Surfactants, or de-greasing agents, are the biggest petroleum-derived components, Peter ter Kulve, Unilever’s president of Home Care, told Reuters. He said the company was working with small biotech companies and chemical makers such as Dow Chemical to create environment friendly product formulations.
“The writing is on the wall.. the next phase is industry change in chemicals and cleaning agents ....many of these big suppliers still have a lot of capital still locked in the old carbon economy,” he said.

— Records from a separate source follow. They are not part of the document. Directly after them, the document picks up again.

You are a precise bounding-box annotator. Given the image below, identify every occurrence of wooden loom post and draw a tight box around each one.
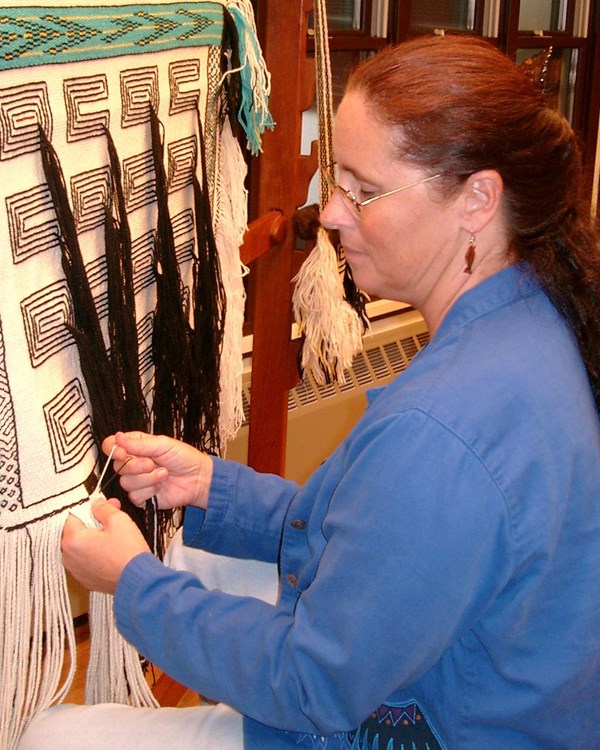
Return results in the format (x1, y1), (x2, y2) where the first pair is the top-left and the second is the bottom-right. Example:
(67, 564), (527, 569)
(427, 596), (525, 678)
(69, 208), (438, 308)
(248, 0), (315, 474)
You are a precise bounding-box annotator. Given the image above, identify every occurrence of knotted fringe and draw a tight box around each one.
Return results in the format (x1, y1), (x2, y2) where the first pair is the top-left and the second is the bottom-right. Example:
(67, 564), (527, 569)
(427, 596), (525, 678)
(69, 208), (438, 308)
(222, 0), (275, 156)
(214, 118), (248, 448)
(67, 502), (159, 707)
(0, 511), (76, 750)
(292, 227), (363, 385)
(292, 0), (368, 384)
(182, 112), (227, 454)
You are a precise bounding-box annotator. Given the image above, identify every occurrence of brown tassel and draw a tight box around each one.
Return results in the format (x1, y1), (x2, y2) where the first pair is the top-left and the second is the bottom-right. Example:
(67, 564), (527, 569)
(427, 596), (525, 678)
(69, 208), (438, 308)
(465, 232), (476, 273)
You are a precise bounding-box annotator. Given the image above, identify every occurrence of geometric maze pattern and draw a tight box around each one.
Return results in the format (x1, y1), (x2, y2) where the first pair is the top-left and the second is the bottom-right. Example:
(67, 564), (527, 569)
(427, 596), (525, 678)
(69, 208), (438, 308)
(21, 279), (74, 367)
(0, 81), (52, 161)
(0, 321), (22, 516)
(43, 378), (94, 474)
(5, 185), (58, 263)
(71, 165), (111, 233)
(63, 74), (110, 142)
(121, 67), (160, 128)
(169, 59), (200, 115)
(167, 135), (198, 193)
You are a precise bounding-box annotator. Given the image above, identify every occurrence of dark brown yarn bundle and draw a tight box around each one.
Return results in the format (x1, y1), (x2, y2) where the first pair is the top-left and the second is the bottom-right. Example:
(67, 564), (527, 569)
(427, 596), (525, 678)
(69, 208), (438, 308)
(39, 128), (124, 446)
(183, 108), (226, 454)
(150, 108), (193, 446)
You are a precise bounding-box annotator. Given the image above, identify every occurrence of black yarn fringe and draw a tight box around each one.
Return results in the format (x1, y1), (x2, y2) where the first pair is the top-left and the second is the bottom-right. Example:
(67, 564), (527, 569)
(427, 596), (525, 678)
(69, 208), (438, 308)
(39, 110), (226, 558)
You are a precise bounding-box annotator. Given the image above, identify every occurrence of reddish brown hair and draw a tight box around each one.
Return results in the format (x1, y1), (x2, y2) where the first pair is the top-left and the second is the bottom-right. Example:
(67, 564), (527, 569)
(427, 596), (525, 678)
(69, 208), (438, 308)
(348, 36), (600, 405)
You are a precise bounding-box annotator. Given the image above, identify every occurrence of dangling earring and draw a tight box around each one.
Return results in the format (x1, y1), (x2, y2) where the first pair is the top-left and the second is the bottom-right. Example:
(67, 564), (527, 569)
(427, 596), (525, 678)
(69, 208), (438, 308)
(465, 232), (476, 273)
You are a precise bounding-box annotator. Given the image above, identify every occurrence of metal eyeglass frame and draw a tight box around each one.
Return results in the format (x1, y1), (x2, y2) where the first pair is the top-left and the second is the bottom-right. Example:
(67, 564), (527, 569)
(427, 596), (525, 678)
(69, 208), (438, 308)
(321, 168), (442, 219)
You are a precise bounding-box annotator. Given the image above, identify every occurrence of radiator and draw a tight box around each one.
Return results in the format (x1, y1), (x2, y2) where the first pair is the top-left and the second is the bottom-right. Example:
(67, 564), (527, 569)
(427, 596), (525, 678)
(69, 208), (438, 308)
(226, 310), (429, 482)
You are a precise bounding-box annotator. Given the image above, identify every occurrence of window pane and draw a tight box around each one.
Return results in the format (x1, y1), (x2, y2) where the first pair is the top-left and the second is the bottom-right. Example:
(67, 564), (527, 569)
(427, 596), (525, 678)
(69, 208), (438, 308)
(517, 47), (579, 121)
(410, 0), (475, 31)
(519, 0), (568, 31)
(327, 0), (362, 30)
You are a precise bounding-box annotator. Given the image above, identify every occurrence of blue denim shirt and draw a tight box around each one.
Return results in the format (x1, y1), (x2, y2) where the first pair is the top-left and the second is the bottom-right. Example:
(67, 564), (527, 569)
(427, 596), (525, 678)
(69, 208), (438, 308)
(115, 267), (600, 750)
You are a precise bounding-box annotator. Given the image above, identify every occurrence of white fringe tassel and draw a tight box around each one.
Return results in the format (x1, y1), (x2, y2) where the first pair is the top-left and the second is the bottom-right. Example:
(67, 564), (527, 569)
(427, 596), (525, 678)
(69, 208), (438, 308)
(0, 512), (76, 750)
(72, 503), (159, 708)
(292, 227), (363, 385)
(215, 119), (248, 449)
(85, 592), (159, 708)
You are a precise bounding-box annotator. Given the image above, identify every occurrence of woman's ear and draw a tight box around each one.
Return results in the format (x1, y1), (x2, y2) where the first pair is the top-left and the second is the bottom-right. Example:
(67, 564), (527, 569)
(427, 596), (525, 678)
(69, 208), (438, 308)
(463, 169), (504, 234)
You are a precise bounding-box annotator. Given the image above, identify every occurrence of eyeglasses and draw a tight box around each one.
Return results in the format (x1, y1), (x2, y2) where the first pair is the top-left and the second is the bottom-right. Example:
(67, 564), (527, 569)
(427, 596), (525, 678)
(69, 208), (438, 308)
(321, 169), (442, 219)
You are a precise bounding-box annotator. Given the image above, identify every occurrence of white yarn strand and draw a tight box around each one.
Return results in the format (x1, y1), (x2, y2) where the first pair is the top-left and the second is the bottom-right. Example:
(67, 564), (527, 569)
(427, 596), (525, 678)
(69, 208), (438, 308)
(73, 502), (159, 707)
(0, 512), (76, 750)
(292, 227), (362, 385)
(292, 0), (363, 385)
(214, 119), (248, 449)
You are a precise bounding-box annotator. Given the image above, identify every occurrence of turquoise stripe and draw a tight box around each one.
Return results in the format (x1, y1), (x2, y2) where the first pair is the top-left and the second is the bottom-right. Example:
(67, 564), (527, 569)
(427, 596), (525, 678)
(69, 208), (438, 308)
(0, 2), (223, 70)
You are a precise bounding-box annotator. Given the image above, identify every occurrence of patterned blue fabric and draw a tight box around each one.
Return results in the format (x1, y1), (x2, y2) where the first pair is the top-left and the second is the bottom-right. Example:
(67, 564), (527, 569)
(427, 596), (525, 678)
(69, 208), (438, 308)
(0, 2), (223, 70)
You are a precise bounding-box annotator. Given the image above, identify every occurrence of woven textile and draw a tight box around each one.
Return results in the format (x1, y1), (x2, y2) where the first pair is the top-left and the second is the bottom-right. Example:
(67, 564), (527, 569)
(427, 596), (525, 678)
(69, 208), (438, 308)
(0, 0), (269, 750)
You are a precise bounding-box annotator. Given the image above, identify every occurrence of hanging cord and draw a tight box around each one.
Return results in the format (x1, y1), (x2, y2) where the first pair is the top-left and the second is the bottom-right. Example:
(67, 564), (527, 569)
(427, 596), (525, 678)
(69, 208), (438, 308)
(292, 0), (368, 385)
(218, 0), (275, 156)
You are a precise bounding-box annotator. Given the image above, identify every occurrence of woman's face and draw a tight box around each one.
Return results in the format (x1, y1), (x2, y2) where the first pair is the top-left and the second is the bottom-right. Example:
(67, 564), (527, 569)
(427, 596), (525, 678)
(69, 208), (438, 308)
(321, 92), (468, 308)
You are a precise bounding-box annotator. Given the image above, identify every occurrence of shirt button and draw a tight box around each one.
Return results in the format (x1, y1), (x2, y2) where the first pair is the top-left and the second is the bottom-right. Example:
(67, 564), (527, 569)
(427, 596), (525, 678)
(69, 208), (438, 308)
(285, 573), (298, 588)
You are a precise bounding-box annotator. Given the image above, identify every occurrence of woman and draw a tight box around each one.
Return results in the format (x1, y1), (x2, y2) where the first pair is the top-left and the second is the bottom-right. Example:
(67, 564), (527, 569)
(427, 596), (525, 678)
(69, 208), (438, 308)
(23, 37), (600, 750)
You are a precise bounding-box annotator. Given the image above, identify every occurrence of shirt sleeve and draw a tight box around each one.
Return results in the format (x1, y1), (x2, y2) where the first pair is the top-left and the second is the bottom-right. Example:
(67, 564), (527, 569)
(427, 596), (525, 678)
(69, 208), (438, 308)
(183, 457), (298, 562)
(116, 411), (513, 735)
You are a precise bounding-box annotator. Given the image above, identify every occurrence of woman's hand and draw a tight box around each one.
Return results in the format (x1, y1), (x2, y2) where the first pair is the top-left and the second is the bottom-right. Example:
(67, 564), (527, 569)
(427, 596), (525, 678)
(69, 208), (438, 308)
(61, 500), (150, 594)
(102, 432), (213, 508)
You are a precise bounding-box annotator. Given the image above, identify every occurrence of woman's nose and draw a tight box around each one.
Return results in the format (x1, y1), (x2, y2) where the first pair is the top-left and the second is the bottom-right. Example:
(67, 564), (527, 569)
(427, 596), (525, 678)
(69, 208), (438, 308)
(319, 190), (349, 229)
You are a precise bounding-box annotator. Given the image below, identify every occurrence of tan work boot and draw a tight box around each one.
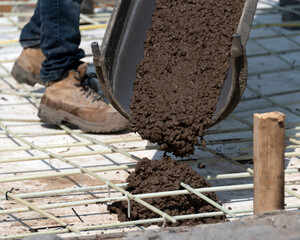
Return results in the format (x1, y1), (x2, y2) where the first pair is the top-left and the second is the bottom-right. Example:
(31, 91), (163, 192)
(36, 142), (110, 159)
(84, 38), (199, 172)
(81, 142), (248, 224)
(11, 48), (46, 86)
(38, 64), (129, 133)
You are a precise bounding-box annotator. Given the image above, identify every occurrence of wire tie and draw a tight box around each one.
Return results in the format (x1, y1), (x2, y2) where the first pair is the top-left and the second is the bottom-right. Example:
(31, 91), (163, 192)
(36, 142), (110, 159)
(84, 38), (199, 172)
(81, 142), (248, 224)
(161, 213), (167, 228)
(5, 188), (14, 201)
(79, 166), (83, 187)
(62, 223), (70, 228)
(125, 192), (130, 219)
(106, 181), (110, 198)
(48, 155), (52, 166)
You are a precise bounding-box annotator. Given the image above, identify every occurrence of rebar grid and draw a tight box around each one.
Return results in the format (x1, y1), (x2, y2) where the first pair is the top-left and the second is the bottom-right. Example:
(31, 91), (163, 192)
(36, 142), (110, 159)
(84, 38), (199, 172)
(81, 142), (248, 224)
(0, 1), (300, 239)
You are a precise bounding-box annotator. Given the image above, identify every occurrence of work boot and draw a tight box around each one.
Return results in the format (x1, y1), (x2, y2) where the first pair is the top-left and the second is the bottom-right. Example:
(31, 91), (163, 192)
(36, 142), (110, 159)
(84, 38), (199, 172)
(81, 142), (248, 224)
(11, 48), (46, 86)
(38, 64), (129, 133)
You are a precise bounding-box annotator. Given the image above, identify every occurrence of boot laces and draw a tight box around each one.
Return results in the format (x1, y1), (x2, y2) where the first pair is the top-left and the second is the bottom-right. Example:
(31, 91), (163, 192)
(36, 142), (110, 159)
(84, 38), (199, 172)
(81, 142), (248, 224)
(74, 73), (103, 102)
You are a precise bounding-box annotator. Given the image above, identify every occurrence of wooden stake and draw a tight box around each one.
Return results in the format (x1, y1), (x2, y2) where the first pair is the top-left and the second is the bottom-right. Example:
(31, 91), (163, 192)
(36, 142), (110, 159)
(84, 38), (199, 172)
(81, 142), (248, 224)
(253, 112), (285, 214)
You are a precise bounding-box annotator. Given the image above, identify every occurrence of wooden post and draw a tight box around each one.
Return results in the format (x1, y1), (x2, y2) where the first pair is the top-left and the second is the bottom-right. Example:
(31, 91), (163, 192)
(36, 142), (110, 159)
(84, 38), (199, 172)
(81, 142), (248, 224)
(253, 112), (285, 214)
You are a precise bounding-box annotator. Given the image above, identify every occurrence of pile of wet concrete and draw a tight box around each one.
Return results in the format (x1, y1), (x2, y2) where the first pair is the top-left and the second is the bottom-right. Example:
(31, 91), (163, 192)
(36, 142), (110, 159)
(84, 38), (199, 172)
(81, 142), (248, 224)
(131, 0), (244, 157)
(109, 0), (245, 226)
(108, 157), (225, 227)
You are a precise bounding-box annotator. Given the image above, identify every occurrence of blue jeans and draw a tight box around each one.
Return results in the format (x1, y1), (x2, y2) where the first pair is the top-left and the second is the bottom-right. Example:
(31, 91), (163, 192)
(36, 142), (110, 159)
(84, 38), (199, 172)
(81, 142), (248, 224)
(20, 0), (84, 82)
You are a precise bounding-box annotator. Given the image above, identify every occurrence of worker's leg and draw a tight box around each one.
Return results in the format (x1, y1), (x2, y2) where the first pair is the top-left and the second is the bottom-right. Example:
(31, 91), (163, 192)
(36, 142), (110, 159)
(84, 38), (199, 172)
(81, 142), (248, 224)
(40, 0), (84, 82)
(20, 0), (41, 48)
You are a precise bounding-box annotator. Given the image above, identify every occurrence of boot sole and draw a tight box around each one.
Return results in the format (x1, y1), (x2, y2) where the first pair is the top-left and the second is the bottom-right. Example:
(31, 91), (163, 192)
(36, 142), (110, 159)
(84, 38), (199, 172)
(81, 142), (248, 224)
(11, 63), (45, 86)
(38, 104), (129, 133)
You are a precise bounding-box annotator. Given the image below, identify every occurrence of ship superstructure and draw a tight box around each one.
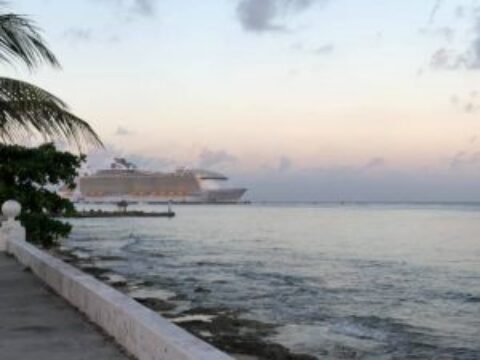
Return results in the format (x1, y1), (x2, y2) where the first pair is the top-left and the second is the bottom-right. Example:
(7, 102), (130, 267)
(71, 159), (246, 203)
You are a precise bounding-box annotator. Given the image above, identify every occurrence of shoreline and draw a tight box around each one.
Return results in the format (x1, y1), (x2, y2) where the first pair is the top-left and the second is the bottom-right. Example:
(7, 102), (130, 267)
(49, 246), (317, 360)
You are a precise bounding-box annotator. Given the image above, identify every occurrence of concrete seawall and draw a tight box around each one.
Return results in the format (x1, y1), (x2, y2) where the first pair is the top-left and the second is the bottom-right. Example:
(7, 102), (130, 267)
(0, 200), (232, 360)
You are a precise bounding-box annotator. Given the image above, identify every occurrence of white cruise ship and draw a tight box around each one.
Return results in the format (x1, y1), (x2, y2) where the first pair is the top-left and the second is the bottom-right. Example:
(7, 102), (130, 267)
(64, 158), (247, 203)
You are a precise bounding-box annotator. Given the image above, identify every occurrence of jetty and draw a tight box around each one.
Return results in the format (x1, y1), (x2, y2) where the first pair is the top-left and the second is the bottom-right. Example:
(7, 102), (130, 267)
(61, 210), (176, 219)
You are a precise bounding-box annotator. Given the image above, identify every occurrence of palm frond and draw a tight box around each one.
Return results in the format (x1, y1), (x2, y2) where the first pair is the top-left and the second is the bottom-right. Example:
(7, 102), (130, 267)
(0, 13), (60, 68)
(0, 77), (102, 146)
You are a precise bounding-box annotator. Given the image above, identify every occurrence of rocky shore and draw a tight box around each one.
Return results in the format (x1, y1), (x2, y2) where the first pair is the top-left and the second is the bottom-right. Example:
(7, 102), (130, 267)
(51, 248), (317, 360)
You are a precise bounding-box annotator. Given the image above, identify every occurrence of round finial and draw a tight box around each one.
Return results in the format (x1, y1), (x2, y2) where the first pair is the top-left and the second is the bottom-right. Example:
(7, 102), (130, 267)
(2, 200), (22, 220)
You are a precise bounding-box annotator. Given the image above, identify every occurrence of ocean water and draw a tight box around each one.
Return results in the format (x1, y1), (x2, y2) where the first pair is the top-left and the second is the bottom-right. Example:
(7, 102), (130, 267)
(64, 204), (480, 359)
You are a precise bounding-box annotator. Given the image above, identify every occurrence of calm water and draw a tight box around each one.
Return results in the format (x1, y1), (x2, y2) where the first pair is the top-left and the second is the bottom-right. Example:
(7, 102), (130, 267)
(66, 205), (480, 359)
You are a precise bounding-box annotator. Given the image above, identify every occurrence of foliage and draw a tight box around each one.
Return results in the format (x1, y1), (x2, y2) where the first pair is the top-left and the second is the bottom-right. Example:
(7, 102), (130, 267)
(0, 143), (85, 246)
(0, 9), (102, 146)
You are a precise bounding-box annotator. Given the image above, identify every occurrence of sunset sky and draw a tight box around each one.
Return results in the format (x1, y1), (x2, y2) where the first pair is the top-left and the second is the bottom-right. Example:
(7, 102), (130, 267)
(4, 0), (480, 200)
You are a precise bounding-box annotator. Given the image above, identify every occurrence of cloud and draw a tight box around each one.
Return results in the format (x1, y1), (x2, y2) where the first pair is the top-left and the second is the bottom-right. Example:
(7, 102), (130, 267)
(64, 27), (93, 42)
(95, 0), (158, 17)
(418, 26), (455, 42)
(449, 151), (480, 170)
(237, 0), (326, 33)
(115, 126), (133, 136)
(198, 149), (238, 169)
(429, 0), (443, 23)
(313, 44), (335, 55)
(450, 91), (480, 114)
(363, 157), (386, 170)
(132, 0), (156, 16)
(277, 156), (293, 172)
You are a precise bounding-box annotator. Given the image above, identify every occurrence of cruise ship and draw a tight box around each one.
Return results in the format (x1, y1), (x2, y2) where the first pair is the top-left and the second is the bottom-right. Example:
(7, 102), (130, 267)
(64, 158), (247, 203)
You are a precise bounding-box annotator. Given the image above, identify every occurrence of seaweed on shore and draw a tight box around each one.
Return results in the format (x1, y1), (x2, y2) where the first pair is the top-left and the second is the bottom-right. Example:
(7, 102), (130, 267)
(54, 248), (317, 360)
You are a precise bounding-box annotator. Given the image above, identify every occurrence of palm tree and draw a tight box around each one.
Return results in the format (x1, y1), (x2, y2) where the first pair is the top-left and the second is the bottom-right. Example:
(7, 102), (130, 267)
(0, 12), (102, 146)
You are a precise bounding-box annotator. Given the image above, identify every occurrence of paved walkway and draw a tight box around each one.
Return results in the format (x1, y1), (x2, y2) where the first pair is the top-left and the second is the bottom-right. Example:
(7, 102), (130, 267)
(0, 253), (128, 360)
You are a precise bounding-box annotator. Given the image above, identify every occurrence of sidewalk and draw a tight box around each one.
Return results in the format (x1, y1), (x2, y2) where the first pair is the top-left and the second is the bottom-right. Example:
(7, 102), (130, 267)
(0, 253), (129, 360)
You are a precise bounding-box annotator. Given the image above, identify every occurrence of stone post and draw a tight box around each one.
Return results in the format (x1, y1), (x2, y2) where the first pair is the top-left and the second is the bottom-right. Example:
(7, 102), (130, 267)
(0, 200), (25, 251)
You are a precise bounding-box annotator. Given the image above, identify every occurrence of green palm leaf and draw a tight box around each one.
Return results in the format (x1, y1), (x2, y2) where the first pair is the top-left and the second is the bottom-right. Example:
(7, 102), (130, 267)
(0, 14), (60, 68)
(0, 10), (102, 147)
(0, 78), (102, 146)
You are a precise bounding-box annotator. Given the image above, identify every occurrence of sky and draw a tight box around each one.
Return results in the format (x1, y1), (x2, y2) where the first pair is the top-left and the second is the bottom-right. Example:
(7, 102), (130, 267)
(4, 0), (480, 201)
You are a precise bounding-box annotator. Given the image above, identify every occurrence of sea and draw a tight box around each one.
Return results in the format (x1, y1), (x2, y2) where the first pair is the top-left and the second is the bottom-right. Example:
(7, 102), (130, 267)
(62, 203), (480, 359)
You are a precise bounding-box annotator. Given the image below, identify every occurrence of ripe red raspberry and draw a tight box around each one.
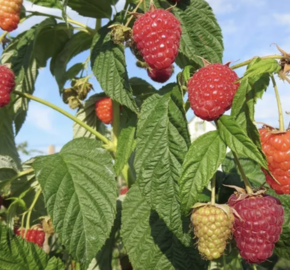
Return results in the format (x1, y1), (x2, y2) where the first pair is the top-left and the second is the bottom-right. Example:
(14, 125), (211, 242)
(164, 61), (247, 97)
(228, 193), (284, 263)
(0, 0), (23, 32)
(14, 228), (45, 247)
(95, 97), (113, 124)
(259, 127), (290, 194)
(133, 6), (181, 69)
(147, 65), (173, 83)
(0, 65), (15, 108)
(187, 63), (240, 121)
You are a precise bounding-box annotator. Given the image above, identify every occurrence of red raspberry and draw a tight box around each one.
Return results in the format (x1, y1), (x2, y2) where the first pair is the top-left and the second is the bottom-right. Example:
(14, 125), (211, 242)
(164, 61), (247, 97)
(0, 0), (23, 32)
(187, 63), (240, 121)
(133, 6), (181, 69)
(0, 64), (15, 108)
(259, 127), (290, 194)
(228, 194), (284, 263)
(147, 65), (173, 83)
(14, 228), (45, 247)
(95, 97), (113, 124)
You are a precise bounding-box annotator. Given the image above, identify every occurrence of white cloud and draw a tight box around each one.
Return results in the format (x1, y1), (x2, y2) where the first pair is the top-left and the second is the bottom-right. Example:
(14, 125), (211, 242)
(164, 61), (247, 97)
(27, 103), (58, 135)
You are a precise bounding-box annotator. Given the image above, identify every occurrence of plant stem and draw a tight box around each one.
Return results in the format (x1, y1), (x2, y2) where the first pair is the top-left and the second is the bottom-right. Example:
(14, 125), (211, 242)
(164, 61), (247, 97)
(270, 74), (285, 131)
(96, 18), (102, 31)
(233, 152), (253, 195)
(211, 174), (216, 205)
(25, 188), (41, 232)
(13, 91), (115, 152)
(231, 54), (285, 69)
(113, 101), (120, 147)
(125, 0), (145, 26)
(0, 168), (34, 189)
(27, 11), (94, 34)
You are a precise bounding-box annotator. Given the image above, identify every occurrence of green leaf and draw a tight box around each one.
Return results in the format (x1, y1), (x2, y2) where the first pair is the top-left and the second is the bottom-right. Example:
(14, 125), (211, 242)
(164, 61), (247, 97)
(50, 32), (92, 92)
(1, 27), (39, 134)
(0, 107), (21, 181)
(179, 130), (226, 215)
(218, 115), (268, 169)
(135, 87), (190, 238)
(243, 59), (281, 78)
(96, 200), (122, 270)
(129, 77), (157, 106)
(33, 18), (73, 67)
(0, 223), (65, 270)
(121, 184), (207, 270)
(33, 138), (117, 267)
(170, 0), (224, 68)
(91, 25), (137, 112)
(73, 93), (111, 139)
(27, 0), (62, 9)
(114, 125), (136, 175)
(67, 0), (112, 19)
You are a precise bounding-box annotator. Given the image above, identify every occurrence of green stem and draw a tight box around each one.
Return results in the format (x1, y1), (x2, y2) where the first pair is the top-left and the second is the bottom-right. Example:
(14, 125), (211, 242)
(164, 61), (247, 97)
(231, 54), (285, 69)
(0, 169), (34, 189)
(125, 0), (145, 26)
(24, 188), (41, 232)
(96, 18), (102, 31)
(211, 174), (216, 205)
(270, 74), (285, 131)
(27, 11), (95, 34)
(13, 91), (115, 152)
(233, 152), (253, 195)
(113, 101), (120, 147)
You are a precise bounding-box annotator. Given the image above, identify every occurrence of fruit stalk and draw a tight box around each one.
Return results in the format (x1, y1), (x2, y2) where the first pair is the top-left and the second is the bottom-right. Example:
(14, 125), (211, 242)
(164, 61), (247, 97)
(13, 91), (116, 152)
(270, 74), (285, 131)
(113, 101), (120, 148)
(233, 152), (253, 195)
(231, 54), (285, 69)
(211, 174), (216, 205)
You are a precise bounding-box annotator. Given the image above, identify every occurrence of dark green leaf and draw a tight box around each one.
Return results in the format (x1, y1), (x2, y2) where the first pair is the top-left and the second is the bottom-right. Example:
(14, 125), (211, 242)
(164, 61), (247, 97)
(50, 32), (92, 92)
(243, 59), (281, 78)
(1, 27), (39, 134)
(114, 125), (136, 175)
(218, 115), (268, 169)
(33, 18), (73, 67)
(135, 87), (189, 240)
(121, 184), (207, 270)
(179, 131), (226, 215)
(33, 138), (117, 267)
(27, 0), (62, 9)
(91, 25), (137, 112)
(67, 0), (112, 19)
(170, 0), (224, 68)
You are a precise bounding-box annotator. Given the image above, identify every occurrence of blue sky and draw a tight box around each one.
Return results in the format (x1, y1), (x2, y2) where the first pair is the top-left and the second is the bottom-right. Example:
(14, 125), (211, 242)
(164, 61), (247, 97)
(0, 0), (290, 159)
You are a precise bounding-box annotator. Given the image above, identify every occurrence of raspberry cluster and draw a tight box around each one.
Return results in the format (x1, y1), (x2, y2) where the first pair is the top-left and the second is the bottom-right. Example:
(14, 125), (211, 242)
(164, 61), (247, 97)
(133, 6), (182, 82)
(0, 0), (23, 32)
(14, 228), (45, 247)
(0, 65), (15, 108)
(95, 97), (113, 124)
(187, 63), (240, 121)
(259, 127), (290, 194)
(228, 194), (284, 263)
(191, 205), (234, 260)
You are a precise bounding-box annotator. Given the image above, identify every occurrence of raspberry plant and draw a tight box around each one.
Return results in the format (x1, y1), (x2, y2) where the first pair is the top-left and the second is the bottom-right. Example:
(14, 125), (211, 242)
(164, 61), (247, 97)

Unilever said its 1 billion euro investment would be used to finance biotechnology research and carbon dioxide utilization, as well as boost the production of biodegradable and water-efficient product formulations. The company emits about 100 million metric tonnes of carbon dioxide equivalents globally, but aims reduce this to net zero from its own operations and its suppliers by 2039, a plan that is 11 years ahead of a deadline enshrined in the 2015 Paris Agreement on combating global warming. The move comes at a time the Anglo-Dutch maker is facing unprecedented demand for cleaning products in response to the coronavirus pandemic.
But the major hurdle at this time of heightened demand is getting new suppliers to scale up ingredient production to meet Unilever’s requirements, ter Kulve said.
He, however, is confident that in choosing “skilled” partners, such as specialty chemical maker Evonik, which have been able to produce plant-based formulations at an industrial scale, the company will hit its 2030 targets in time.